This is a fork of the original housing scrapper, adapted to the colombian market.
This was tested with Python 3.11.
To install dependencies:
python3.8 -m venv env
pip3 install -r requirements.txt
brew instal openssl
export LDFLAGS="-L/usr/local/opt/openssl/lib"
export CPPFLAGS="-I/usr/local/opt/openssl/include"
export PKG_CONFIG_PATH="/usr/local/opt/openssl/lib/pkgconfig"
sqlite properties.db init.db
There's a configuration.sample.yml
that you can use as a template for your configuration. Copy that file to a new one
in the root folder and name it configuration.yml
You need to configure two aspects of the script: the listing providers and the notifier.
For the notifier you need to create a Telegram bot first: Create a Telegram bot
Creating the bot will give you an authorization token. Save it for later, you'll need it.

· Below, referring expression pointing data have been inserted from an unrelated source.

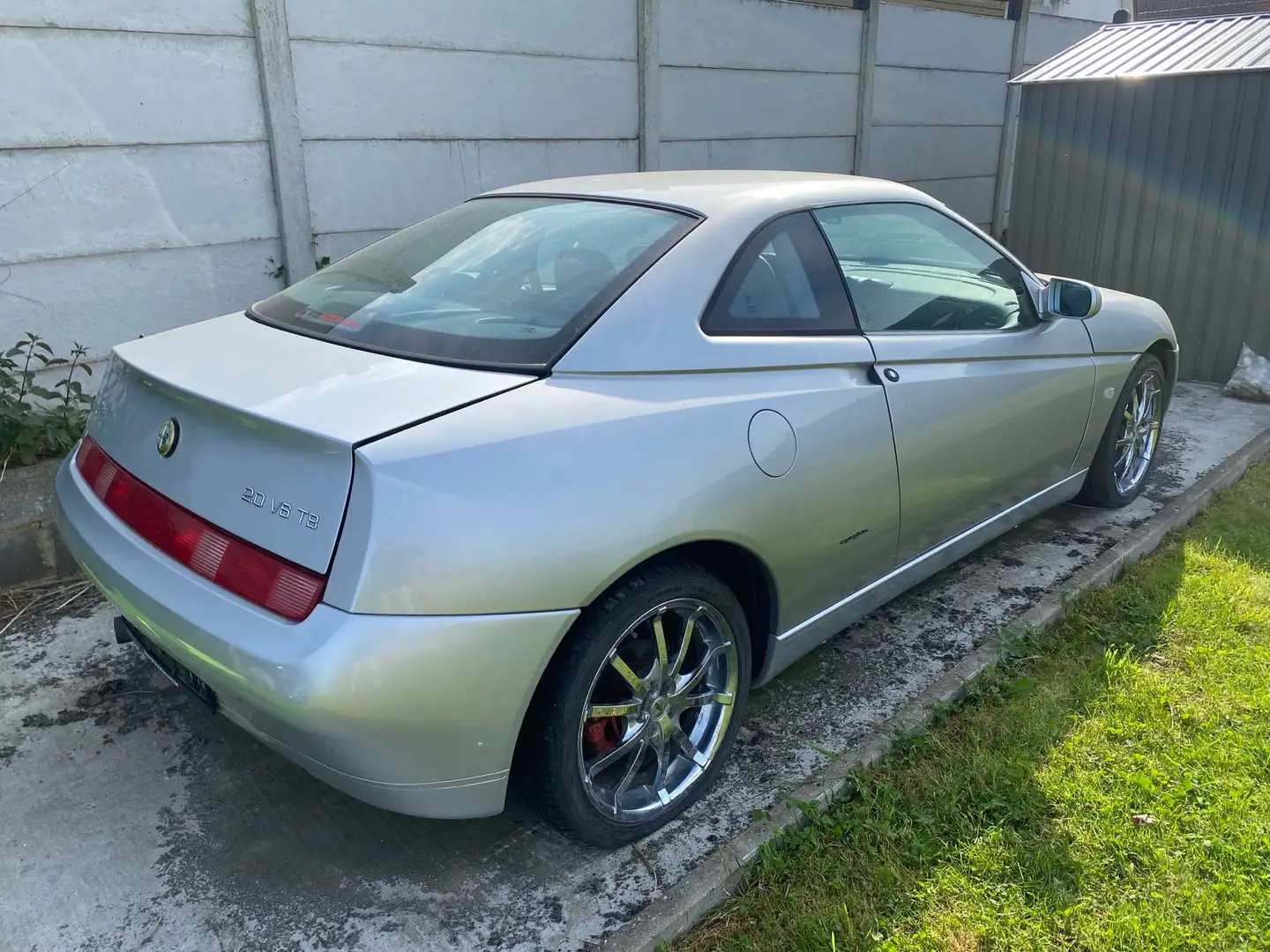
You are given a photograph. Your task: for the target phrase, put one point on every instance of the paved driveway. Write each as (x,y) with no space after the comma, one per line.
(130,819)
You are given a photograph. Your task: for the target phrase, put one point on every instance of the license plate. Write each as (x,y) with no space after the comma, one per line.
(176,673)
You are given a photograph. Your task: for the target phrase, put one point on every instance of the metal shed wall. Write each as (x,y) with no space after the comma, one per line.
(1159,187)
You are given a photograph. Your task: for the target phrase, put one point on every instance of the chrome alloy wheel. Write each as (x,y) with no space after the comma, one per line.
(1139,433)
(658,710)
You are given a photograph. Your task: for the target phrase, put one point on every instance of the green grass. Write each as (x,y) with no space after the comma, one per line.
(1106,788)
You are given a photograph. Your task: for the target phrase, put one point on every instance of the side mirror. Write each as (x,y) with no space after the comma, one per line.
(1065,297)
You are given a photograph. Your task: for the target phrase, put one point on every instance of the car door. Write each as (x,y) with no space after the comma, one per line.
(833,517)
(987,401)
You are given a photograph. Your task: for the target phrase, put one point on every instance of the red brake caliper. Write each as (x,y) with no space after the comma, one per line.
(601,734)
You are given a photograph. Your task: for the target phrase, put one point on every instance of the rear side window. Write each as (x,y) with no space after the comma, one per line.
(782,282)
(505,283)
(911,268)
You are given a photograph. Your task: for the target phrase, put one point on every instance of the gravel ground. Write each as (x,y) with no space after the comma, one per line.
(130,819)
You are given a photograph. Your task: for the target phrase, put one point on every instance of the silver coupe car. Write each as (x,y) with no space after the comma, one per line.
(539,489)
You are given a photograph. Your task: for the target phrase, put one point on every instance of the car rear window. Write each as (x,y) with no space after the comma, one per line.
(505,282)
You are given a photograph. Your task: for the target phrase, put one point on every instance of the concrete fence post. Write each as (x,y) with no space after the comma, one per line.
(1010,127)
(282,126)
(649,86)
(868,65)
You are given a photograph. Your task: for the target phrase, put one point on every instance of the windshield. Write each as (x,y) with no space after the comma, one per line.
(496,282)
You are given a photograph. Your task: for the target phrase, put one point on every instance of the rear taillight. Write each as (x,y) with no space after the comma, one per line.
(228,562)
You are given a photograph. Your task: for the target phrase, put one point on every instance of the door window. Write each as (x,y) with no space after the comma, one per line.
(782,282)
(911,268)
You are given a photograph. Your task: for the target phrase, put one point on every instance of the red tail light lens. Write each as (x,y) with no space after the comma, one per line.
(233,564)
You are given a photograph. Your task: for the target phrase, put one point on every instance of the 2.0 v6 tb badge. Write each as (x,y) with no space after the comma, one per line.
(283,510)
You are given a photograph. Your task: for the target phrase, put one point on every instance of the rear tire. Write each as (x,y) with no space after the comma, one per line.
(661,664)
(1131,442)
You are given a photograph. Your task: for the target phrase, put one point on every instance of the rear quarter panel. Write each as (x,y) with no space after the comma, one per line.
(1123,329)
(540,498)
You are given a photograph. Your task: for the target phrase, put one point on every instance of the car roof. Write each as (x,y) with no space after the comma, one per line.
(719,192)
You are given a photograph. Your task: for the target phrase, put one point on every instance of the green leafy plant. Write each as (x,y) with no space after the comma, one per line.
(38,421)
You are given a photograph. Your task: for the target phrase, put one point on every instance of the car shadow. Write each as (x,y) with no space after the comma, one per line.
(973,795)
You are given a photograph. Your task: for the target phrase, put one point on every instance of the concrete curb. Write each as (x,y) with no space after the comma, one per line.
(29,546)
(713,881)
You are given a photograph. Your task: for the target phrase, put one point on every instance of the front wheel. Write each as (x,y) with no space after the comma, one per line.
(1131,442)
(640,706)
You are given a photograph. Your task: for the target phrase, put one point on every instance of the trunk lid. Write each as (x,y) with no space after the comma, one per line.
(265,423)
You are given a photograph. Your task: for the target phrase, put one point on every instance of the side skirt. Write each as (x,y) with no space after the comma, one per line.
(785,649)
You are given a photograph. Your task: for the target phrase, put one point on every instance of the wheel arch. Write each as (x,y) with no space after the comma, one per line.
(1163,352)
(738,566)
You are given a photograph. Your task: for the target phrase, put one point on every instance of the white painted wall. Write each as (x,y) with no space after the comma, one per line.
(1050,36)
(940,103)
(758,84)
(407,111)
(136,187)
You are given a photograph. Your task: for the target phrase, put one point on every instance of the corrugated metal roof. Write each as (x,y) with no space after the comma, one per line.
(1162,48)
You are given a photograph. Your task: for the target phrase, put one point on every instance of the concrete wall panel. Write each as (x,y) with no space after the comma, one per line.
(101,88)
(363,92)
(923,152)
(743,103)
(911,36)
(907,97)
(228,17)
(1050,36)
(759,34)
(969,197)
(340,244)
(66,202)
(103,300)
(823,153)
(586,28)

A bot can't talk with you directly, you have two options: you talk to it first, thus allowing it to reply to you, or you
can add it to a group. Whatever option you choose, you need to get the chat_id
of either your account or the group.
After you've done either of the above, run this little script to find the chat_id
(replace with your authorization token):
import telegram
MY_TOKEN='<insert your telegram token>'
bot = telegram.Bot(token=MY_TOKEN)
print([u.message.chat.id for u in bot.get_updates()])
You'll see a list with an element, that's the chat_id
you need to save for later. Write it down :-)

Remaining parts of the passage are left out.